È, dunque, compito degli amministratori preliminarmente valutare la gravità e la composizione dell’indebitamento, anche tenendo conto dell’atteggiamento dei creditori, di avvalersi della soluzione più adatta secondo parametri di ragionevolezza e misura, sia essa una domanda di concordato preventivo, eventualmente con riserva di integrare proposta e piano ex art. 161, VI co., l. fall., ovvero di optare per l’omologazione dell’accordo di ristrutturazione dei debiti ex art. 182-bis l. fall., laddove si sia raggiunta un’intesa con la parte preponderante dei creditori, cercando in ogni caso di godere delle misure agevolative e di salvaguardia, subordinate alla verifica e all’autorizzazione giudiziale, altrimenti non accessibili (si vedano in particolare gli artt. 161, VII co., 169-bis, 182-quinquies e 186-bis l. fall.)

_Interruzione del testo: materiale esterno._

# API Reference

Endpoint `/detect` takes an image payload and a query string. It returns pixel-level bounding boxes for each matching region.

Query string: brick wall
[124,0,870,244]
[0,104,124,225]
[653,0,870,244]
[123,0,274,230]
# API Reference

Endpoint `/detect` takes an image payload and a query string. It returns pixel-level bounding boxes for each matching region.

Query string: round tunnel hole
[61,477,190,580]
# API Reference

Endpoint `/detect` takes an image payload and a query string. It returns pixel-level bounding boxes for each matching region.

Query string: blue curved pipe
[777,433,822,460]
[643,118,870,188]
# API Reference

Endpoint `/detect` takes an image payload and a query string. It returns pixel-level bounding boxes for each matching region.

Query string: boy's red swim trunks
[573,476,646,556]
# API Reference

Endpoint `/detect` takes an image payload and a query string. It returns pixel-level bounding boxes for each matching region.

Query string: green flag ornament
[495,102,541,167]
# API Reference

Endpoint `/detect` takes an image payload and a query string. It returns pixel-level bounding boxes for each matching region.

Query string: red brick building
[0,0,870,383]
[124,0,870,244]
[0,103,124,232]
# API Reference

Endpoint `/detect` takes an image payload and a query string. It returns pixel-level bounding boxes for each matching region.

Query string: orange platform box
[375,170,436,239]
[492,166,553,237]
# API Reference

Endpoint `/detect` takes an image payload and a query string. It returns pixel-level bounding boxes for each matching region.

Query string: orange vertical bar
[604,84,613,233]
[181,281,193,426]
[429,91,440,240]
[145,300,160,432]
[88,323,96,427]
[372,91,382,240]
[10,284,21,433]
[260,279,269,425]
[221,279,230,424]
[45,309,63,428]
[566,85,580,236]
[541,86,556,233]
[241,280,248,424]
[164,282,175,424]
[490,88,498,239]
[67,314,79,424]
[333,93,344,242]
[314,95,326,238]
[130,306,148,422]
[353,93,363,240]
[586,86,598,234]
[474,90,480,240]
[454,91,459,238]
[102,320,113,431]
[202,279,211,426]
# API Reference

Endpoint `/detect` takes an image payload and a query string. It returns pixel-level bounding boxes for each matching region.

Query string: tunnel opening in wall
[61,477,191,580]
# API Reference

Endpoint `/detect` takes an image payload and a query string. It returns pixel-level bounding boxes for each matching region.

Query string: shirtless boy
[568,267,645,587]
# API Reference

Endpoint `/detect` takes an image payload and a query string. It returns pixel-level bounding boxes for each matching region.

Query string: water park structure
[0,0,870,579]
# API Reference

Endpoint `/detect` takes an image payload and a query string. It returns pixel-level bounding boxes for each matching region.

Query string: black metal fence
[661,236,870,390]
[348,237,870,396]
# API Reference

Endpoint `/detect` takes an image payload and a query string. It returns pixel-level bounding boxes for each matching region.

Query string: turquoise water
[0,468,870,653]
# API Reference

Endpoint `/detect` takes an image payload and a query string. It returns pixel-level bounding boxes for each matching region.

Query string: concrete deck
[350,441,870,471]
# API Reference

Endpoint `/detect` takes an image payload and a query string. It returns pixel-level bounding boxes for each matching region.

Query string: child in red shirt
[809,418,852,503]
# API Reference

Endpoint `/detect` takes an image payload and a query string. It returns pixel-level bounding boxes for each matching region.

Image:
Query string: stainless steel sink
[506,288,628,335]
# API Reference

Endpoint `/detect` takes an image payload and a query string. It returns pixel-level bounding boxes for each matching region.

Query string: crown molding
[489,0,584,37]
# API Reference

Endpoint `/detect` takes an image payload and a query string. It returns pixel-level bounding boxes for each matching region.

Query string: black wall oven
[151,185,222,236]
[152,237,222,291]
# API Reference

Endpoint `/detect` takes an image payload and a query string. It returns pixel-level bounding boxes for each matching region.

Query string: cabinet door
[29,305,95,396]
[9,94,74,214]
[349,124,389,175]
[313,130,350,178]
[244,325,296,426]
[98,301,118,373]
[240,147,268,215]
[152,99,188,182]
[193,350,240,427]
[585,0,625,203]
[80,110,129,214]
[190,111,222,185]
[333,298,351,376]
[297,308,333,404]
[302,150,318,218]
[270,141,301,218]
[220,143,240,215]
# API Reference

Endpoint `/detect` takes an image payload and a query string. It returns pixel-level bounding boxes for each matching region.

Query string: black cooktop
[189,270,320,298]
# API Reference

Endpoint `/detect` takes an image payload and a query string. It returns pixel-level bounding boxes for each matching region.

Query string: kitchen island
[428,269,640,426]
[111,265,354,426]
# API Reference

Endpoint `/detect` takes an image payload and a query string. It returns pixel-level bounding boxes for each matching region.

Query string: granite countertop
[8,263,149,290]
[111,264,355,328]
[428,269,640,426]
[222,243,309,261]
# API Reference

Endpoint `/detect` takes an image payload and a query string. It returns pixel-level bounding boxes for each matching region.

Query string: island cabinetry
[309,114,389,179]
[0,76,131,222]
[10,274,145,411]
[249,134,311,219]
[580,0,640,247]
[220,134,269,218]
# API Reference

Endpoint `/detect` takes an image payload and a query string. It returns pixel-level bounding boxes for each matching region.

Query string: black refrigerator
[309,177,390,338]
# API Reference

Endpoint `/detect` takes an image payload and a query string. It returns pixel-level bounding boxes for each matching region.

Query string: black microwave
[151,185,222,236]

Da queste impegnative decisioni strategiche dipenderà il successo dell’operazione di salvataggio, nonché la responsabilità dei gestori, soprattutto laddove la via stragiudiziale risulti inutile o eccessivamente rischiosa o che si porvi che non si sia provveduto direttamente e senza indugio alla liquidazione.

In particolare, salvo diversa disposizione statutaria, l’accesso a soluzioni concordatarie o comunque negoziali compete all’organo amministrativo, trattandosi di decisioni di gestione.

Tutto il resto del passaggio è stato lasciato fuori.